CAPN10 SNP43 and SNP44

In keeping with previous results from our laboratory, SNP43 and SNP44 were in linkage disequilibrium [44]. Whereas D′ reflects recombination events between two SNPs, r 2 reflects the absolute redundancy between them. The difference we observed between D′ and r 2 occurs mainly because SNP44 arose on the same haplotype more rarely than SNP43. CAPN10 is a cysteine protease with the gene located on chromosome 2q37 [45]. It is widely expressed in different tissues, including the pancreatic islets [45, 46]. Calpain inhibitors have been shown to increase insulin secretion by accelerating exocytosis of insulin granules in mouse pancreatic islets [47]. In addition, an isoform of CAPN10 that is a Ca2+ sensor has recently been shown to trigger exocytosis in pancreatic beta cells [46]. The GG genotype of the SNP43 has been associated with reduced CAPN10 mRNA expression in skeletal muscle and subcutaneous adipose tissue [48, 49]. Moreover, it has been associated with increased insulin secretion [50], insulin resistance [44] and a decreased rate of glucose oxidation [48]. Consistent with the findings in the small study by Leipold et al. for SNP43, we did not observe any significant differences in allele or genotype frequencies between GDM and controls [26]. However, these authors reported association with SNP63 as well as a haplotype combination of SNP43, 19 and 63 (121/221) [26], but no data were available on the degree of linkage disequilibrium between these SNPs. Of note, SNP63 has been shown to be in tight linkage disequilibrium with SNP43 and SNP44 in Scandinavians [44].

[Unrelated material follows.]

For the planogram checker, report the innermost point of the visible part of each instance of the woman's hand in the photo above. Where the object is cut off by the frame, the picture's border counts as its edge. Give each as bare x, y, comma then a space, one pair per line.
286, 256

Given the fact that GDM and type 2 diabetes have beta cell dysfunction in common, we tested the hypothesis that common variants in candidate genes that have been associated with type 2 diabetes, particularly with beta cell dysfunction, might also be operative in GDM. We conclude that the K allele of the E23K polymorphism in KCNJ11 seems to predispose to GDM in Scandinavian women. This is compatible with its effect on insulin secretion and the crucial role of impaired beta cell function in the pathogenesis of GDM.